Ruel Perley Smith (1869-1937) was a novelist and newspaper editor best known for the Rival Camper series of boys' books, published by L.C. Page & Co. of Boston in the first decade of the 20th century. Born in Bangor, Maine, Smith made his career as a newspaper reporter in New York, eventually becoming Night City Editor (and Sunday Editor) of New York World in the 1920s.

The Rival Camper series of boys' books was set in Smith's native Maine. It included The Rival Campers, or, The Adventures of Henry Burns (1905); The Rival Campers Afloat, or, The Prize Yacht Viking (1906); The Rival Campers Ashore, or, The Mystery of the Mill (1907); and Jack Harvey's Adventures, or, The Rival Campers Among the Oyster Pirates (1908). The series ended in the second decade of the twentieth century. When Smith again tried his hand at a novel, in the early 1920s, it was aimed at an adult audience. Prisoners of Fortune: A Tale of the Massachusetts Bay Colony (Boston: L.C. Page, 1924) was actually a pirate story with Massachusetts as only one location.

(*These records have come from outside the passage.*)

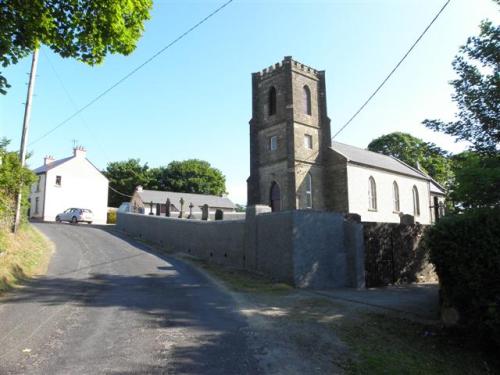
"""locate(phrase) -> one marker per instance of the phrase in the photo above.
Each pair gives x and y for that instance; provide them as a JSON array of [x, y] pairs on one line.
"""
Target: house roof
[[48, 167], [198, 200], [376, 160]]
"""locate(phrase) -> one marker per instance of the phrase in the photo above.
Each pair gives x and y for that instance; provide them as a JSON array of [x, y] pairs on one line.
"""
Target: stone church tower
[[289, 137]]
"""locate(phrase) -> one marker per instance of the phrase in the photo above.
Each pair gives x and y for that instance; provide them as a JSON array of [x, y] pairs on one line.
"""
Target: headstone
[[191, 205], [181, 212], [219, 215], [407, 219], [204, 212], [167, 207]]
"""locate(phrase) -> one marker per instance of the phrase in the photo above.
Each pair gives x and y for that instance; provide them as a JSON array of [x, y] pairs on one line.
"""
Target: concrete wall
[[308, 249], [357, 177]]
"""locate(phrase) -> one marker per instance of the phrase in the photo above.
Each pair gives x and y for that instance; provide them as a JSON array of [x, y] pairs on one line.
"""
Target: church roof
[[198, 200], [375, 160]]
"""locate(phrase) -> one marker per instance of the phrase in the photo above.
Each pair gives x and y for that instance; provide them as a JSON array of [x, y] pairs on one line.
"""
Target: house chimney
[[48, 159], [79, 152]]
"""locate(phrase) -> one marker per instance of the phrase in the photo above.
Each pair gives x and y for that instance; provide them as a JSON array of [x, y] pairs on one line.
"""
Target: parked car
[[76, 215]]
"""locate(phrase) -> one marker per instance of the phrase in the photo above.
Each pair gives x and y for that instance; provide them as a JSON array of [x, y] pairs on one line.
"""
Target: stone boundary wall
[[394, 254], [308, 249]]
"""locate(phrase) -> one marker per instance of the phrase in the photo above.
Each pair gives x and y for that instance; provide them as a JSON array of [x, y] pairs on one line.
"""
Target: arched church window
[[275, 197], [416, 201], [272, 101], [395, 196], [307, 100], [372, 194], [308, 190]]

Smith was married to Ellen Cyr Smith (Ellen M. Cyr) (d. 1920), author of the widely used Cyr's Readers series for elementary school children. His sister, Helena Wood Smith, was a painter and a member of the artists' colony at Carmel-by-the-Sea, California, where in 1914 she was murdered by her lover, the Japanese photographer George Kotani.